Tanda Nabi Prabu Siliwangi as Hidup pada Zaman Sundaland

oleh Tom Finaldin


Bandung, Putera Sang Surya
Prabu Siliwangi adalah nabi yang hidup pada masa Indonesia masih berupa Benua Sundaland, bukan kepulauan seperti sekarang ini. Penjelasannya baca pada tulisan saya yang lalu berjudul Nabi Prabu Siliwangi Alaihissalam. Indonesia memang dulunya sebuah benua besar yang sangat hebat dan makmur tiada tara serta menjadi pusat awal seluruh peradaban dunia ini. Penjelasannya baca pada tulisan saya yang lalu berjudul Indonesia dalam Pandangan Allah swt.

            Sekarang pada tulisan ini saya ingin berbagi bahwa ada tanda atau bukti bahwa memang Nabi Prabu Siliwangi as adalah tokoh yang pernah hidup di dunia ini dan berada pada masa Sundaland. Tulisan ini sengaja saya buat untuk mengajak berdiskusi mereka yang menganggap bahwa Prabu Siliwangi hanyalah tokoh sastra dan tidak pernah benar-benar hidup dan mereka yang percaya Prabu Siliwangi adalah memang tokoh sejarah, tetapi sering kalang kabut menyangka bahwa Prabu Siliwangi adalah Raja Sunda pada masa-masa lebih ke sini yang tak jelas raja yang mana, kadang Sri Baduga Maharaja, kadang Lingga Buana Wisesa, kadang Niskala Wastukancana, kadang raja yang lain. Berdiskusi itu baik untuk kesehatan dan bermanfaat untuk mendapatkan kebenaran. Jangan membiasakan diri angkuh merasa paling benar sendiri, padahal hanya sok tahu tanpa ada landasan bukti dan pemikiran yang jelas. Yang penting “gue paling bener”, yang lain “salah”. Perilaku angkuh seperti itu sudah seharusnya dibuang agar semua orang bisa memberikan masukan bermanfaat sehingga mendapatkan kebenaran yang benar-benar benar.

            Sebagaimana hasil penelitian paling mutakhir, Indonesia dulunya adalah benua yang besar, Benua Sundaland, tetapi hancur berkeping-keping oleh bencana alam yang sangat dahsyat dalam waktu teramat singkat. Air laut meluap hingga menenggelamkan gunung-gunung yang tinggi. Tekanan air laut itu menyebabkan tanah dan batu bergerak sehingga menimbulkan gempa tektonik sekaligus memicu gempa vulkanik yang mengakibatkan gunung-gunung berapi meletus secara bersamaan. Bencana maha mengerikan yang belum pernah terjadi lagi sepanjang sejarah manusia itu mengubur seluruh kekayaan, kemakmuran, kemajuan teknologi, kepesatan spiritualisme, dan peradaban yang teramat tinggi. Kebesaran Benua Sundaland yang mengagumkan itu pun harus hancur dan hilang sama sekali dari muka Bumi.
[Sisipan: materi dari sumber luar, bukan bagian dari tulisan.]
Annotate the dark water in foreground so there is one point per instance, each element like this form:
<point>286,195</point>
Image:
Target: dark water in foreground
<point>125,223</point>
            Allah swt mengabadikan kehancuran itu dalam Al Quran sebagai akibat dari kemurkaan-Nya kepada manusia-manusia Indonesia yang teramat zalim.

“… Kami jadikan mereka bahan pembicaraan dan Kami hancurkan mereka sehancur-hancurnya. Sungguh pada yang demikian itu benar-benar terdapat tanda-tanda (kekuasaan Allah) bagi setiap orang yang sabar dan bersyukur.” (QS 34 : 19)

Meskipun demikian, Allah swt masih memberikan kesempatan kepada manusia untuk mempelajari kehebatan penduduk Benua Sundaland masa lalu dengan berbagai karya luar biasanya. Allah swt sengaja membukakan sedikit demi sedikit bangunan-bangunan megah yang berteknologi tinggi dan bernilai spiritual luar biasa yang berupa candi, barang-barang, pusaka, dan istana-istana mewah yang telah terkubur ratusan ribu tahun. Sangat banyak candi dan istana yang belum tergali di perut Bumi Indonesia ini. Bahkan, banyak yang hanya baru muncul ujung istananya. Jika digali, akan tampak istana megah luar biasa karya menakjubkan.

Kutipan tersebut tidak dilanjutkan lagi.